Later in the issue, Yalta and colleagues review the very contemporary issue of the implication of different clinical patterns of left ventricular dysfunction in the setting of Takotsubo cardiomyopathy. They raise the worrying suggestion that, despite apparent recovery in left ventricular function after a bout of Takotsubo, microscopic changes at the cellular level may cause long-term damage to myocardial function, including persistent diastolic dysfunction and subclinical left ventricular systolic dysfunction. The implications of this phenomenon on subsequent symptomatology and prognosis, particularly exercise- or stress-induced complications among Takotsubo cardiomyopathy survivors, is deserving of further study.

Gallagher and colleagues review the emerging crisis of heart failure in sub-Saharan Africa.
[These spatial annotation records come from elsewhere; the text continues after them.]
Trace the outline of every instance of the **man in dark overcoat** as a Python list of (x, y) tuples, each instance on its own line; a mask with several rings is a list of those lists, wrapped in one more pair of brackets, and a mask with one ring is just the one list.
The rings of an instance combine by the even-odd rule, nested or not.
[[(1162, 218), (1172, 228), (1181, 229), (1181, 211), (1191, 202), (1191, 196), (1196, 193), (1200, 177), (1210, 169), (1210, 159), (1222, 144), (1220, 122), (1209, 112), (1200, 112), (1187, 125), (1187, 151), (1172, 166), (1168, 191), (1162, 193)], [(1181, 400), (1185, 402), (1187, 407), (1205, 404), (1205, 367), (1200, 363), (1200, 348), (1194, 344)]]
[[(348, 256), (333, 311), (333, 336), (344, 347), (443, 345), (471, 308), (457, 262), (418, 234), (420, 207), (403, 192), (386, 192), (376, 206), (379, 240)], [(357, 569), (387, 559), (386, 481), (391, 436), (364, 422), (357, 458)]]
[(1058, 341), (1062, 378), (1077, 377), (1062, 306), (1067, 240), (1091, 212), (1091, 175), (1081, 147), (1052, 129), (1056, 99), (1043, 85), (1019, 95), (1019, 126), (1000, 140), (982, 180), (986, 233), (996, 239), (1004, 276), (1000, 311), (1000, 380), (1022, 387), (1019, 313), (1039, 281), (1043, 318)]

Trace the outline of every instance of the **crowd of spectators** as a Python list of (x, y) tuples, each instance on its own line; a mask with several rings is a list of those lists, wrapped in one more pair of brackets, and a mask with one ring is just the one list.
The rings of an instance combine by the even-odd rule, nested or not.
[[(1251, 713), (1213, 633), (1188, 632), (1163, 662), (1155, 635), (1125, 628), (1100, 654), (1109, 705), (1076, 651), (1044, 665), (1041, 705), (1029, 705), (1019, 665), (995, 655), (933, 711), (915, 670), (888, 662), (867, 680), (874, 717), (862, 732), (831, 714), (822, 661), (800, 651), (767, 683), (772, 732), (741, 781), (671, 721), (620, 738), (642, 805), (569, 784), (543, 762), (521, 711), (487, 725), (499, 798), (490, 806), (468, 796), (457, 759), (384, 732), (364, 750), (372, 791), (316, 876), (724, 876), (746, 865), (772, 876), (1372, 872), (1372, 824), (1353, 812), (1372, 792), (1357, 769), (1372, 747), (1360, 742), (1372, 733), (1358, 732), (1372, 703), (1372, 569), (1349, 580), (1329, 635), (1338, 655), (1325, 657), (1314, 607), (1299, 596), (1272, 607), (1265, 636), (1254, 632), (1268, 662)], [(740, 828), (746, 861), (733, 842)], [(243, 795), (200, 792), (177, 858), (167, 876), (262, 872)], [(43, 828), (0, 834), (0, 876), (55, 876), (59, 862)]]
The co-existence of multiple trends is impacting on this region. Its growing population, the ageing of its population and the rapidly increasing prevalence of atherosclerotic risk factors are making heart failure much more common, adding ischaemic and age-related heart failure to the hitherto more common aetiologies in Africa, such as rheumatic heart disease and endomyocardial fibrosis. This combined with a relative deficiency in access to care and diagnostic techniques, such as echocardiography, which when combined with a patchy availability of guideline-recommended treatments, means that there is much avoidable mortality and morbidity due to heart failure in this region. They highlight the potential future role of more widespread biomarkers to facilitate access decisions to sub-optimally available resources, such as clinical echocardiography, for these patient populations.

Vitale et al. review which pharmacological interventions we have available to improve the otherwise very limited exercise capacity of some heart failure subjects. This list is not synonymous with treatments that improve prognosis. They conclude, somewhat counterintuitively, if you consider what most doctors consider effective heart failure medication, that the only heart failure drugs recommended in the 2016 European Society of Cardiology heart failure guidelines that have been convincingly shown to increase exercise capacity for heart failure sufferers are ivabradine, trimetazidine and intravenous iron. They then summarise their beneficial effects on HF symptoms, physical performance and quality of life. Intravenous iron is further reviewed in detail by Mordi et al., who conclude that iron deficiency (even without anaemia) is much more common in patients with heart failure than we suspected, and may well be under-diagnosed in routine clinical practice. They summarise the clinical trials of intravenous iron replacement that have shown benefits in exercise capacity and symptoms, and recommend that intravenous iron should be considered in symptomatic heart failure patients with documented iron deficiency (and furthermore, as the guidelines state, that we should investigate heart failure patients for the presence of such iron deficiency). They also highlight that ongoing trials will provide further evidence as to the long-term effects on mortality and hospitalisation of this type of therapy. One word of warning, however; the majority of published studies performed have evaluated ferric carboxymaltose and other forms of intravenous iron and, in particular, oral iron therapy, which might not show the same benefits and therefore cannot be recommended. Whether other intravenous iron preparations provide any benefit, as well as the optimal dose and duration, remains yet to be confirmed, as does whether the benefits will also extend in to HFpEF and HFmrEF populations with iron deficiency.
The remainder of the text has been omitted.